2) Arguing against something on the grounds that the rich and powerful can avoid it more easily than the common man would negate most every government mandate. Rich people can avoid paying taxes more easily than the common man. Rich people can avoid having to follow laws more easily than the common man. Et cetera ad nauseam. That’s not an argument against taxes or against, say, speeding laws, or whatever, and it shouldn’t be an argument against conscription.
Michael Byrnes
Sep 7 2015 at 9:28pm
I am sympathetic to the argument that our nation’s politicians and perhaps more of the public would be less willing to go to war if they had to send their own families to fight. It would be a form of “skin in the game” that they usually don’t have.
A lot of those in government who pushed the US towards a second Iraq War were people who chose to avoid serving when they had the opportunity to do so (the so-called chickenhawks). I think there is something morally wrong with being willing to send others to fight (and risk death) but not being willing to personally take that risk.
That said, I think Henderson is right.
Let’s say we could be certain that a draft would give members of Congress, defense department officials, etc, some real skin in the game and that this would lead to more judicious use of military force. Neither of these outcomes would be assured (or even likely), but they would represent the best case scenario for this policy. Would these benefits outweigh the harms? I think no.
Maybe instead we could just keep the all volunteer military… and also send a Congressional/defense delegation into every war zone.
David R. Henderson
Sep 7 2015 at 9:35pm
@James Hartwick,
Arguing against something on the grounds that the rich and powerful can avoid it more easily than the common man would negate most every government mandate. Rich people can avoid paying taxes more easily than the common man. Rich people can avoid having to follow laws more easily than the common man. Et cetera ad nauseam. That’s not an argument against taxes or against, say, speeding laws, or whatever, and it shouldn’t be an argument against conscription.
You missed the point. It is an argument against conscription when the argument for conscription is that it would subject the rich and powerful to conscription. If someone argues for x based on the idea that it causes y, and I can show that x does not cause y, I have made a good argument.

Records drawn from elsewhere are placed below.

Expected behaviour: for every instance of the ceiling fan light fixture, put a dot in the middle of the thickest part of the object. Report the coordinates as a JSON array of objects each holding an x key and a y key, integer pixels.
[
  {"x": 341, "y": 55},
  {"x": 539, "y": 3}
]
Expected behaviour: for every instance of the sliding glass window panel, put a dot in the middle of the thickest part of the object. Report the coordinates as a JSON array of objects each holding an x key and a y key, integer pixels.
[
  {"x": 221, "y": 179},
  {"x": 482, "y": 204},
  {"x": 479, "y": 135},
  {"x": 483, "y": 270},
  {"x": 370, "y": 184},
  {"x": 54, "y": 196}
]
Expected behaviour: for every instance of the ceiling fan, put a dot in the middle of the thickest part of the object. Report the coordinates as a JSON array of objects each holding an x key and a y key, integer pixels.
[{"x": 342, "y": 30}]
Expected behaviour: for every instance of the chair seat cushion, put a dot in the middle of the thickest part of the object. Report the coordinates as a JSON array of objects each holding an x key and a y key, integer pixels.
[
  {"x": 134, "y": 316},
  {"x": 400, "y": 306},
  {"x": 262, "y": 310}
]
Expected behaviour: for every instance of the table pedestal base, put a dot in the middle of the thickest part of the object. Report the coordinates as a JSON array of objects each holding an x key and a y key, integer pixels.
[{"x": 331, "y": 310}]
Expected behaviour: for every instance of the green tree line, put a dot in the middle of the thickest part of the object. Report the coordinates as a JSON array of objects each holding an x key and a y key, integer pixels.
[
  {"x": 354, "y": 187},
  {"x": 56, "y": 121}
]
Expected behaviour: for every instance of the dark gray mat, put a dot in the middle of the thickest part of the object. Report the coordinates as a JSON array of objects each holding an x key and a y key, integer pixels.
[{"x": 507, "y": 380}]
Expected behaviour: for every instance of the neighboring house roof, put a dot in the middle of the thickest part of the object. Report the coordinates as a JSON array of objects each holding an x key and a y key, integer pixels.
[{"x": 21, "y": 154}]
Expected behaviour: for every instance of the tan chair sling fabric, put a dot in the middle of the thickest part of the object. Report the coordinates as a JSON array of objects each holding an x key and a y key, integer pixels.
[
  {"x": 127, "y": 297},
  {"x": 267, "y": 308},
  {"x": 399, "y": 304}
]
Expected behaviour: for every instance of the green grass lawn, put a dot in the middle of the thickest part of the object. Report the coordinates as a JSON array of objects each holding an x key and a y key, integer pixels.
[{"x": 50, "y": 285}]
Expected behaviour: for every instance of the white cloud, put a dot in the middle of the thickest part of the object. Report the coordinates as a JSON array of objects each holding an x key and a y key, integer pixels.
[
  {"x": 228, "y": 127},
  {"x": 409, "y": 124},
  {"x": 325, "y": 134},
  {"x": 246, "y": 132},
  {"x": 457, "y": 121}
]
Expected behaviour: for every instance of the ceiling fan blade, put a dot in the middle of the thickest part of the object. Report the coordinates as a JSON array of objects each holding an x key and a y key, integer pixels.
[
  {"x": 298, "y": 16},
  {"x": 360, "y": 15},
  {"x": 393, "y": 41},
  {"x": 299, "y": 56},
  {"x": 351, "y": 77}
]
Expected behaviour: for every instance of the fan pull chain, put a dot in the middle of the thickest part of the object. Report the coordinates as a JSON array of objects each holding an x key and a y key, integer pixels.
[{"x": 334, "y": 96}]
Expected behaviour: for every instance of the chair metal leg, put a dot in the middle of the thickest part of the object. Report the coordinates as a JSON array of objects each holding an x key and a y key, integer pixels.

So, to take your example above, if someone argued for speeding laws on the grounds that it would catch rich and powerful people, and I can show (which I can’t, by the way), that it wouldn’t catch rich and powerful people, then I have refuted that person’s argument.
Nathan W
Sep 8 2015 at 8:00am
Even if children of the powerful were conscripts, they would rarely see the front lines and I doubt this would have much influence on elite support for war. The children of the powerful would work as drone operators (thousands of miles from the front lines), or as “security experts” who rarely leave the library (again, thousands of miles from the front lines).
I think this cuts directly to this experimental argument in favour of maybe supporting conscription for the (non)fact of its equal distribution of the risk across classes.
IF (BIG IF) children of members on congress had the same chances of being in the front lines, THEN perhaps it would work.
I would like to think that there are better ways to reduce the probability of war than to force the children of the wealthy into service.
Perhaps if elected members of Congress were reduced to average military pay for the duration of any and all wars that would make a difference?
Peter Gerdes
Sep 8 2015 at 9:20am
While *I* think your claim of equivalence is compelling people’s intuitions about who is an ‘innocent’ don’t track morally relevant facts. As I will say at far too great length I think the kind of reasoning you use also demonstrates that other things being equal in a modern total war it is morally preferential to target civilians instead of the kids they’ve put a gun to and thrown out to meet the enemy. Unfortunately, even when right arguments that prove things people find so unappetizing (perhaps because they would be civilians) never get uptake.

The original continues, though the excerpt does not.